There are an estimated 1,000 shipwrecks off the Florida Keys

City of Washington shipwreck

Shipwrecks lie scattered along the treacherous coral reefs and buried in the sandy shallows a few miles off the Florida Keys. Many of these wrecks have tales to tell. They can tell us about individuals who came before us, why they were here, and their difficulty in navigating these waters.

There are many reasons why these ships lie broken on the ocean floor, including an inability to accurately determine position, inaccurate nautical charts, lack of navigational aids such as lighthouses and buoys, unpredictable currents, lack of wind, storms, and human error.

And while we may tend to think of historic wrecks first, not all of the shipwrecks are old. Shipwrecks still occur in modern times despite dramatic improvements in propulsion and navigation. The City of Washington and Benwood are examples of modern vessels that came to grief in the Keys.

Fourteen of the sanctuary’s historic sites are listed in the Department of the Interior’s National Register of Historic Places.

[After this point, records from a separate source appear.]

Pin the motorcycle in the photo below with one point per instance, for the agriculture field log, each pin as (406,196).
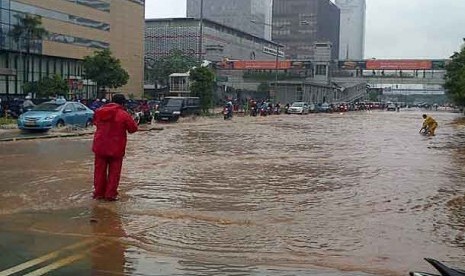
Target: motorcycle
(227,113)
(441,268)
(264,111)
(253,111)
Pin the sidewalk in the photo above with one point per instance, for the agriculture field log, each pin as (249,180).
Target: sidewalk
(8,135)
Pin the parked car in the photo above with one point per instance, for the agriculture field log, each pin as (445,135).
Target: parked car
(325,107)
(57,113)
(174,107)
(391,107)
(298,108)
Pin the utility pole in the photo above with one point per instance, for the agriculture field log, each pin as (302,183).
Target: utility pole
(201,32)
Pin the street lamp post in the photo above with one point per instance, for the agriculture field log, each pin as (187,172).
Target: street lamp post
(201,31)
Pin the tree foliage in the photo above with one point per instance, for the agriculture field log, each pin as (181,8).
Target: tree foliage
(47,87)
(455,77)
(202,84)
(28,28)
(105,70)
(158,71)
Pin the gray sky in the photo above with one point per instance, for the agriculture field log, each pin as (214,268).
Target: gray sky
(394,28)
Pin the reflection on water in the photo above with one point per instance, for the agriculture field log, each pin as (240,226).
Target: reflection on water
(356,192)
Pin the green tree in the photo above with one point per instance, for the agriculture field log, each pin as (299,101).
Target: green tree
(27,31)
(455,77)
(47,87)
(158,71)
(105,70)
(202,84)
(263,87)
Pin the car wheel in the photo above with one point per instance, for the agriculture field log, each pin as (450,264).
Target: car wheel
(89,123)
(60,123)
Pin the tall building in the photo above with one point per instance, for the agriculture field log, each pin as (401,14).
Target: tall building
(76,28)
(250,16)
(219,42)
(298,24)
(352,37)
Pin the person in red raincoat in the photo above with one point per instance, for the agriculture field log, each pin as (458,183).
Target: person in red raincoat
(112,122)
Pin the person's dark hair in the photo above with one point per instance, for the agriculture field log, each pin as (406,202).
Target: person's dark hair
(119,99)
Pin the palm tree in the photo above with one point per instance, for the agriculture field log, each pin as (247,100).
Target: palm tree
(29,29)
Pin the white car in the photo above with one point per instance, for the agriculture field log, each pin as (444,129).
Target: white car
(299,108)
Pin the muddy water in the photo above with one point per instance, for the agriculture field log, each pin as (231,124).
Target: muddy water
(356,192)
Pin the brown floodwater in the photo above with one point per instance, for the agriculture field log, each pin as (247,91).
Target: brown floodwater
(335,194)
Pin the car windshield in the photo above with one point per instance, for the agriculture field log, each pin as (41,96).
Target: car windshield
(173,102)
(48,107)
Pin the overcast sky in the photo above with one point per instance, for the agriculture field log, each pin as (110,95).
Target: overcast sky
(394,28)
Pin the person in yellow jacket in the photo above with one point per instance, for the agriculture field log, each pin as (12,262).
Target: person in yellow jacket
(429,125)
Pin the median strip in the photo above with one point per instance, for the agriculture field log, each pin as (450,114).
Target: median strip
(45,258)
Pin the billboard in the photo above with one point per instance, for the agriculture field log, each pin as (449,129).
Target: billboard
(352,64)
(261,64)
(399,64)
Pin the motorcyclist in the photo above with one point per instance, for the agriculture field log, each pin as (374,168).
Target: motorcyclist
(28,104)
(229,107)
(429,125)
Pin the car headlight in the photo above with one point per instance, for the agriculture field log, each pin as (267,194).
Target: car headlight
(50,117)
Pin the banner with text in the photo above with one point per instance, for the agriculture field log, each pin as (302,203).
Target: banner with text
(400,64)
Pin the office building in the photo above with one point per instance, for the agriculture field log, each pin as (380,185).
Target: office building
(76,28)
(219,42)
(298,24)
(250,16)
(352,30)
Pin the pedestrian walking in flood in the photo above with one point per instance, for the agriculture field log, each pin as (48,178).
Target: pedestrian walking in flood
(113,123)
(429,125)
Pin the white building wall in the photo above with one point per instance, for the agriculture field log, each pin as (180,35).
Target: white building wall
(352,30)
(250,16)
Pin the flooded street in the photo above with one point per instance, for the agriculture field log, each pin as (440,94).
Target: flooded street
(323,194)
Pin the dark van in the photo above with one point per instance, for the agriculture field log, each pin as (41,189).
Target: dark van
(172,108)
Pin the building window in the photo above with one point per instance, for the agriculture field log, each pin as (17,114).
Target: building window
(320,70)
(78,41)
(95,4)
(20,8)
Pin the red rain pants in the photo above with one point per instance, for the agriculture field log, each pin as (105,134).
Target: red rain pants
(106,177)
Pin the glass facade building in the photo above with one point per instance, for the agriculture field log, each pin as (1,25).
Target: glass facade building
(76,28)
(219,42)
(298,24)
(352,38)
(250,16)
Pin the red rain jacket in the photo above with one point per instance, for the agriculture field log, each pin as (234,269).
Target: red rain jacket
(112,123)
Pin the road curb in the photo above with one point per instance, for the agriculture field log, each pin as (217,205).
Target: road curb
(65,135)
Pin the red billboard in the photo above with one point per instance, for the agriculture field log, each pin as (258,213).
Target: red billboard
(399,64)
(261,64)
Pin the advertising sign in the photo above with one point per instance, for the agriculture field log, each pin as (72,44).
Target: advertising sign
(352,64)
(400,64)
(261,65)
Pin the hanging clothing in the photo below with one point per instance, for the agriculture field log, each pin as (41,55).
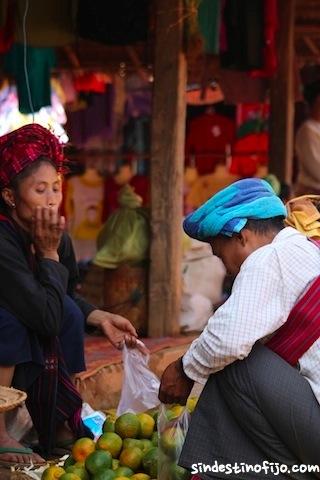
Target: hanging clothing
(271,25)
(138,98)
(113,23)
(207,139)
(40,61)
(244,22)
(48,24)
(239,87)
(209,24)
(249,153)
(83,207)
(207,185)
(308,152)
(93,121)
(6,25)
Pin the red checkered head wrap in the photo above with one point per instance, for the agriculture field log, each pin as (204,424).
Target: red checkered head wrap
(23,146)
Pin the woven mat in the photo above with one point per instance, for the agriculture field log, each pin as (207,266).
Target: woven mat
(10,398)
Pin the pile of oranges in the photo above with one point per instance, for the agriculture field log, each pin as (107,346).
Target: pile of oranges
(127,449)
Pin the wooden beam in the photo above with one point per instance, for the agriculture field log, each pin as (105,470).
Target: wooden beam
(167,166)
(282,97)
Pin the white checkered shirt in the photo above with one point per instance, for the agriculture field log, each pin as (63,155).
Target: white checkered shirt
(269,283)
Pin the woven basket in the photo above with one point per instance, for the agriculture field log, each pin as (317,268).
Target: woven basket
(10,398)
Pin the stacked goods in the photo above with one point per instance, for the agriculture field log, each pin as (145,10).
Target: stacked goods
(129,448)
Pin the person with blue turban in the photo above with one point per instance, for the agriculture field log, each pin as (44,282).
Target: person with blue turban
(258,358)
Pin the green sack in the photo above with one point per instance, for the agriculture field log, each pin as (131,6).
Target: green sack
(125,236)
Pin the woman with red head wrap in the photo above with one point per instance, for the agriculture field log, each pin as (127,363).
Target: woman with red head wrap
(42,320)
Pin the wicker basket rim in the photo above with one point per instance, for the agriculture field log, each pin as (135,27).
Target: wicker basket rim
(10,398)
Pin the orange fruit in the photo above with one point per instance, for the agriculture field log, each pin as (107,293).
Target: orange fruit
(123,472)
(145,444)
(131,457)
(178,473)
(155,439)
(69,461)
(79,469)
(97,460)
(104,475)
(132,442)
(110,442)
(82,448)
(191,403)
(115,464)
(108,426)
(147,424)
(127,425)
(52,473)
(171,441)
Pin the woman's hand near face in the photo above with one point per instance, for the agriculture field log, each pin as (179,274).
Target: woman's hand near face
(47,228)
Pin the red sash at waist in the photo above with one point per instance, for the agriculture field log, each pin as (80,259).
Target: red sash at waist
(302,327)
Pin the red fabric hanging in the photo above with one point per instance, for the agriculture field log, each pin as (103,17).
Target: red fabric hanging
(302,328)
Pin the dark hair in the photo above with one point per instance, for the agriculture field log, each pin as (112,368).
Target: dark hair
(311,92)
(266,225)
(16,181)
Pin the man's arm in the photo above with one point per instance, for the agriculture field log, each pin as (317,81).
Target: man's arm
(253,311)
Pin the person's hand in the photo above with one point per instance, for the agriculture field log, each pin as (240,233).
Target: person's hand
(117,329)
(175,386)
(47,228)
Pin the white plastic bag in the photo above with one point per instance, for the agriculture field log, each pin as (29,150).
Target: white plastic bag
(140,386)
(172,434)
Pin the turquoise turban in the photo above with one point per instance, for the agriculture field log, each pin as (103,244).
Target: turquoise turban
(228,211)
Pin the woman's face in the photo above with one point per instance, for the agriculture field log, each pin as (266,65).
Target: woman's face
(42,188)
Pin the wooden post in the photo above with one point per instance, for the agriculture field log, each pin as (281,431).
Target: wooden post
(167,167)
(282,97)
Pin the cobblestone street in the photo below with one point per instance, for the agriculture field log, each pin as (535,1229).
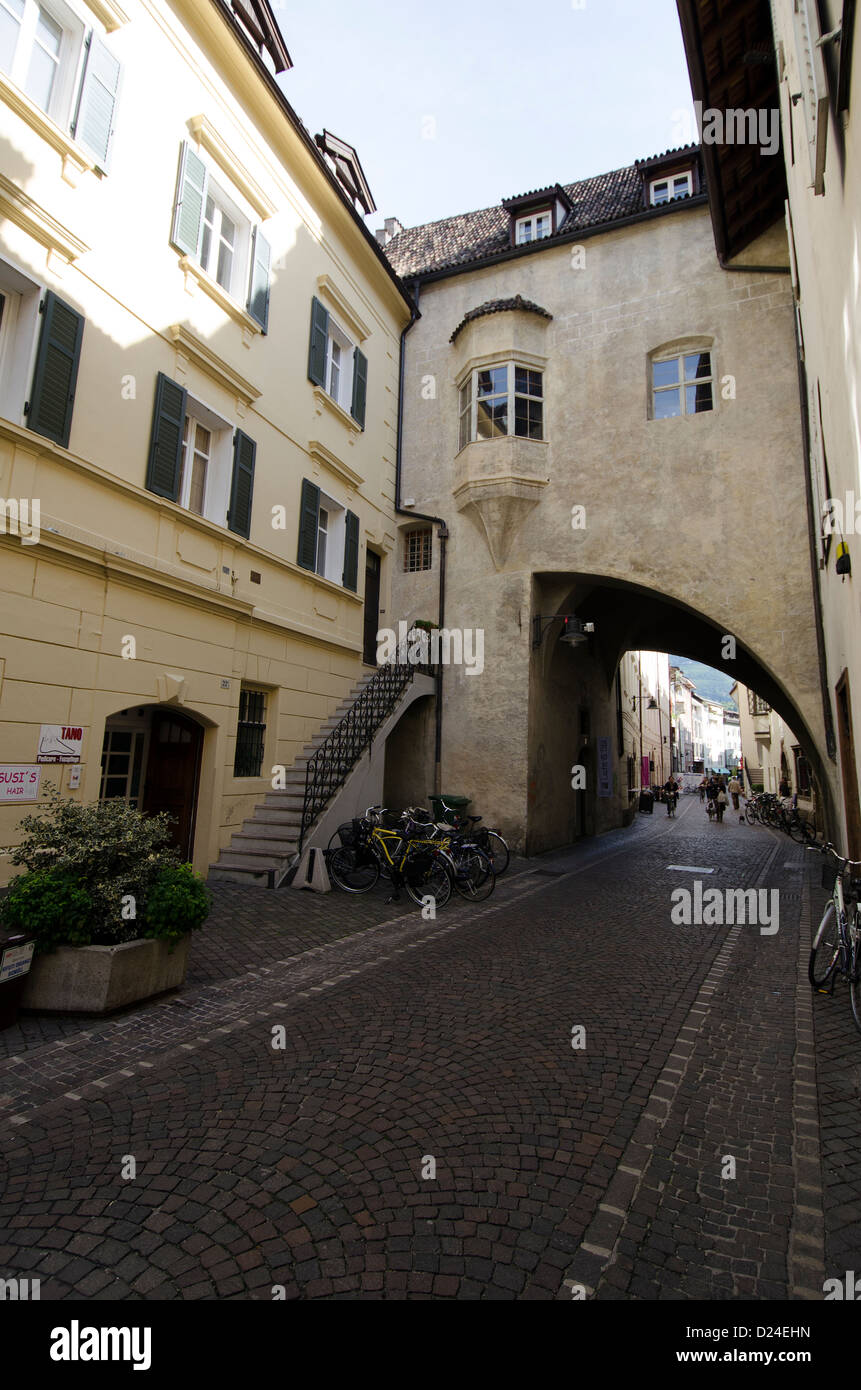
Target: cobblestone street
(601,1166)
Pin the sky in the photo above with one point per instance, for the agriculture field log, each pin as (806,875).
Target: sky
(455,104)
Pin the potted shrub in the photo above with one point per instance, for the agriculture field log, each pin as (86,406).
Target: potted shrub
(109,902)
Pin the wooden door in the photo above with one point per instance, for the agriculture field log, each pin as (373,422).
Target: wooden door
(372,606)
(173,772)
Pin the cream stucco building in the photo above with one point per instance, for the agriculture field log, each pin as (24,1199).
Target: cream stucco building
(199,353)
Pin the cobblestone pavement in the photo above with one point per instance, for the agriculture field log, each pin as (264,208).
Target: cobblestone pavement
(429,1130)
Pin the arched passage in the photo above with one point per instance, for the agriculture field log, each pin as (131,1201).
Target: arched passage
(152,758)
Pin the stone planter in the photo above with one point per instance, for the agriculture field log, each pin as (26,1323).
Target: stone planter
(102,979)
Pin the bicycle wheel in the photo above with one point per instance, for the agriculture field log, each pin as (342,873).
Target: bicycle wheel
(352,870)
(497,851)
(427,876)
(475,877)
(825,952)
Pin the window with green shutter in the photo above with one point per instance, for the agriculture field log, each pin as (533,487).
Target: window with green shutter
(319,344)
(242,484)
(49,410)
(166,441)
(309,514)
(359,387)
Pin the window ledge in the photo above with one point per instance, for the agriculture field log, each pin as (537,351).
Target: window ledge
(324,456)
(38,223)
(75,161)
(194,349)
(111,14)
(230,163)
(196,275)
(323,399)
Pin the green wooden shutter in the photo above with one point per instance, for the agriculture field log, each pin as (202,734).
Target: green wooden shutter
(242,485)
(191,200)
(309,516)
(316,357)
(351,552)
(52,401)
(95,117)
(258,292)
(359,387)
(166,441)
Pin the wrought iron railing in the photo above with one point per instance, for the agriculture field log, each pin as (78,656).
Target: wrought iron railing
(338,754)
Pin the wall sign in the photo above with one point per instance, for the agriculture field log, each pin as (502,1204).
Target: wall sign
(59,744)
(15,961)
(20,783)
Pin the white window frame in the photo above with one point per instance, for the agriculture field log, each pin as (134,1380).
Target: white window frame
(18,339)
(224,205)
(70,59)
(468,403)
(671,181)
(220,463)
(526,228)
(682,384)
(338,339)
(334,530)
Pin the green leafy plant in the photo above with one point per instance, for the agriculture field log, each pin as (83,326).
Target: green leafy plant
(50,904)
(111,852)
(177,902)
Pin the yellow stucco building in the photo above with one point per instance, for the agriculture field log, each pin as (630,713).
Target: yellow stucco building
(199,346)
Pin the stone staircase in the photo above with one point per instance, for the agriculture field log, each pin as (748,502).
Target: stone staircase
(267,847)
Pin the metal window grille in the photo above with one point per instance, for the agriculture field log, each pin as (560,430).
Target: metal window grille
(417,551)
(251,733)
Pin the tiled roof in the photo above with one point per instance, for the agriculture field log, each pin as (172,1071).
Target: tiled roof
(497,306)
(475,236)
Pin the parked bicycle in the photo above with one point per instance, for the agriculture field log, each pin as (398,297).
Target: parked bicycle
(836,950)
(412,855)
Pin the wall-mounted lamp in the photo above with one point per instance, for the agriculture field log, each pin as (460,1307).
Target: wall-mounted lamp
(573,630)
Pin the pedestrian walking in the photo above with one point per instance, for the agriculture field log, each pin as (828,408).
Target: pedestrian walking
(735,790)
(722,801)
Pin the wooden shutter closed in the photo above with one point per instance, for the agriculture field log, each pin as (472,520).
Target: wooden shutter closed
(359,387)
(316,356)
(191,202)
(258,293)
(242,485)
(166,441)
(95,117)
(351,552)
(309,516)
(53,396)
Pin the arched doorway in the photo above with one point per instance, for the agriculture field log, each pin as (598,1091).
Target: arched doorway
(150,758)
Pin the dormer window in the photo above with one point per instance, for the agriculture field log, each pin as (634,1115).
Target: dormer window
(675,185)
(537,216)
(533,228)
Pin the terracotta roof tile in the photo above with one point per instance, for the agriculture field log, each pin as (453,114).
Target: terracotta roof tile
(475,236)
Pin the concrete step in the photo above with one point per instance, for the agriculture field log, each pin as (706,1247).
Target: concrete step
(249,859)
(270,829)
(248,877)
(258,845)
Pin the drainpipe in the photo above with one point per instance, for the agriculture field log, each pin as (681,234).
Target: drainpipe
(441,534)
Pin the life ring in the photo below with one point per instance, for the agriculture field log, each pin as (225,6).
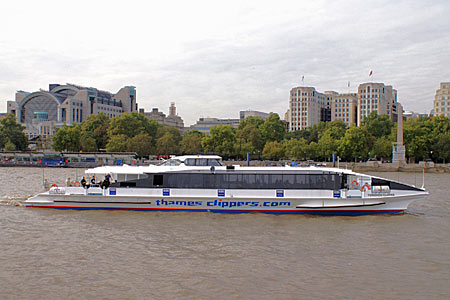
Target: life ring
(366,185)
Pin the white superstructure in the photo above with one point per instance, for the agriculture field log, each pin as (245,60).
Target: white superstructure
(202,183)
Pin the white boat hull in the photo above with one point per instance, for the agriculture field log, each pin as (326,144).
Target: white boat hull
(231,201)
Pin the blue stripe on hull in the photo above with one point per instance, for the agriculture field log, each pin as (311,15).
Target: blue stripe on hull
(277,212)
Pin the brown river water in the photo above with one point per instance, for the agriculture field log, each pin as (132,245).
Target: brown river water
(70,254)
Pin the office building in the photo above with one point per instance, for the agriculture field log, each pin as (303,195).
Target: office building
(171,120)
(344,108)
(376,97)
(42,111)
(253,113)
(205,124)
(308,107)
(442,100)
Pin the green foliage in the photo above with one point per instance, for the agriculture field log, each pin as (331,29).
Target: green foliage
(117,143)
(9,146)
(87,143)
(273,150)
(221,140)
(418,138)
(67,138)
(255,122)
(96,127)
(382,148)
(295,149)
(167,144)
(249,137)
(273,129)
(355,144)
(442,147)
(12,132)
(328,144)
(378,125)
(191,144)
(132,124)
(142,144)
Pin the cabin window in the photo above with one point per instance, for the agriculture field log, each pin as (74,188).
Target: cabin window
(158,180)
(243,181)
(132,177)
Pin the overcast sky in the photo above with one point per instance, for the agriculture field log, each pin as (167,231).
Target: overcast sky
(215,58)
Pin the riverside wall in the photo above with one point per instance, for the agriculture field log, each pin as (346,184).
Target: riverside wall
(428,167)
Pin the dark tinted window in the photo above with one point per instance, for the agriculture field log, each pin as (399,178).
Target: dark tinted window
(242,181)
(158,180)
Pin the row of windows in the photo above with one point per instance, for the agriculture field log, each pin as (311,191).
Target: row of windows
(239,181)
(368,96)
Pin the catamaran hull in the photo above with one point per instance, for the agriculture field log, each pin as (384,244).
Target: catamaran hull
(235,204)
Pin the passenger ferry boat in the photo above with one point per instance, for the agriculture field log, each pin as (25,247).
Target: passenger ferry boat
(203,183)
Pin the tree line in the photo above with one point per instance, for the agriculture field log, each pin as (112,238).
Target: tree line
(424,137)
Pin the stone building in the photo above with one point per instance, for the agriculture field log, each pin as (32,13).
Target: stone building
(171,120)
(308,107)
(376,97)
(442,100)
(42,111)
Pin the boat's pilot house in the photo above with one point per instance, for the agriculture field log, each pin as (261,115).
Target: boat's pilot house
(194,162)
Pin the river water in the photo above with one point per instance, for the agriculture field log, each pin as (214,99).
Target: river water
(69,254)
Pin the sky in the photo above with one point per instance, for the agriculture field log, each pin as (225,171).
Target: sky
(216,58)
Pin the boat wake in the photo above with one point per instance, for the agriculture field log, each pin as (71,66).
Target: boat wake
(13,200)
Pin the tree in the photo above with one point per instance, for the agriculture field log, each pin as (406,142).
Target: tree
(67,138)
(221,140)
(355,143)
(273,129)
(191,143)
(327,144)
(295,148)
(87,143)
(9,146)
(142,144)
(273,150)
(117,143)
(382,148)
(442,147)
(12,132)
(96,127)
(167,144)
(378,125)
(418,138)
(249,138)
(255,122)
(131,124)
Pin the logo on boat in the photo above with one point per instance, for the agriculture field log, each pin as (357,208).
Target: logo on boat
(223,204)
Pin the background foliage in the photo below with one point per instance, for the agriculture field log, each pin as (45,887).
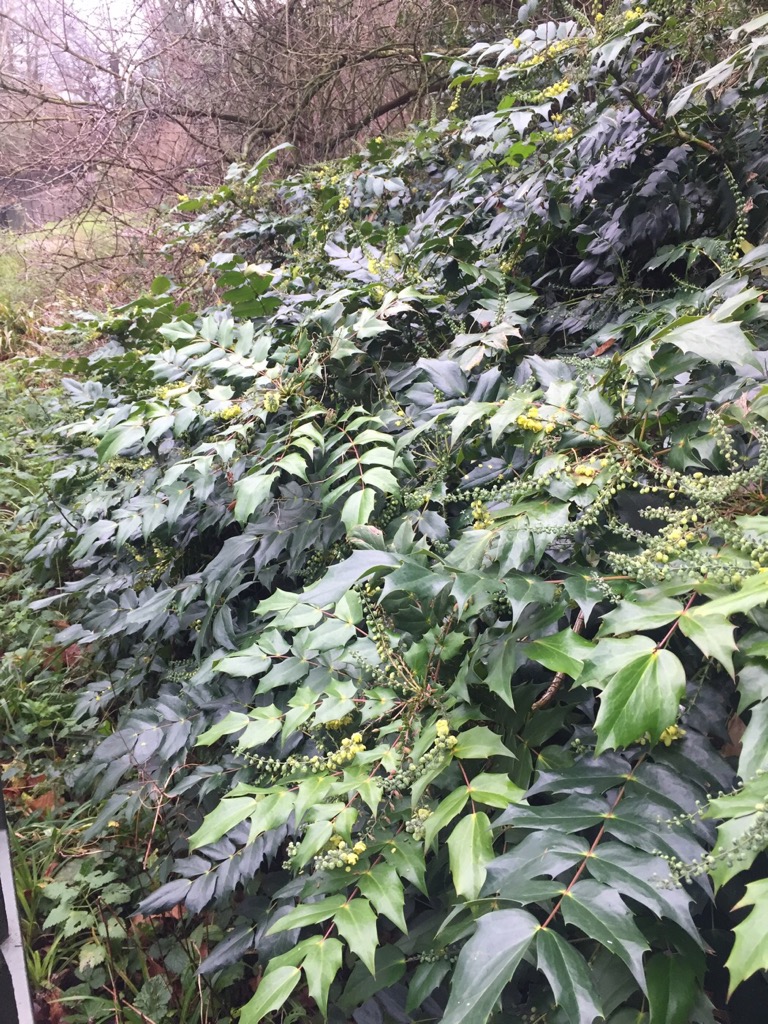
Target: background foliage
(420,579)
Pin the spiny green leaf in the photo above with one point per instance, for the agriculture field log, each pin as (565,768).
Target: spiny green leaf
(480,742)
(486,964)
(495,791)
(119,438)
(713,636)
(642,696)
(224,817)
(601,914)
(251,492)
(357,508)
(568,975)
(355,922)
(382,886)
(443,813)
(273,989)
(322,965)
(565,651)
(750,952)
(307,913)
(426,978)
(673,986)
(470,850)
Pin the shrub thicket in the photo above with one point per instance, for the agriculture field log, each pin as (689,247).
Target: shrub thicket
(422,578)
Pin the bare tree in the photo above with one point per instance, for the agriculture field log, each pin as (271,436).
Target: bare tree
(113,108)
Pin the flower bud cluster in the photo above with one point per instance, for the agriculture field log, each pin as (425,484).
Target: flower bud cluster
(415,824)
(229,413)
(531,420)
(441,749)
(338,855)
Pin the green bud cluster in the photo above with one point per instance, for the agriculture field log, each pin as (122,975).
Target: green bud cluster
(338,854)
(415,824)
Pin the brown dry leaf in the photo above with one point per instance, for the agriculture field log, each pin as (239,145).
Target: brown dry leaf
(735,731)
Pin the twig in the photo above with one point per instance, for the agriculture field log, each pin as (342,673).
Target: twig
(558,680)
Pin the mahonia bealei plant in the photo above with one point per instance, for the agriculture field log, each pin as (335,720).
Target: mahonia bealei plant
(419,571)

Sanctuary scientists and partners are continually documenting and researching ships that rest on the ocean floor.

If you happen upon a shipwreck site or an historical object, it is okay to look, but do not disturb anything. If you think the site has yet to be discovered, contact Florida Keys National Marine Sanctuary and let staff know where you found the site. This will allow the sanctuary to investigate further.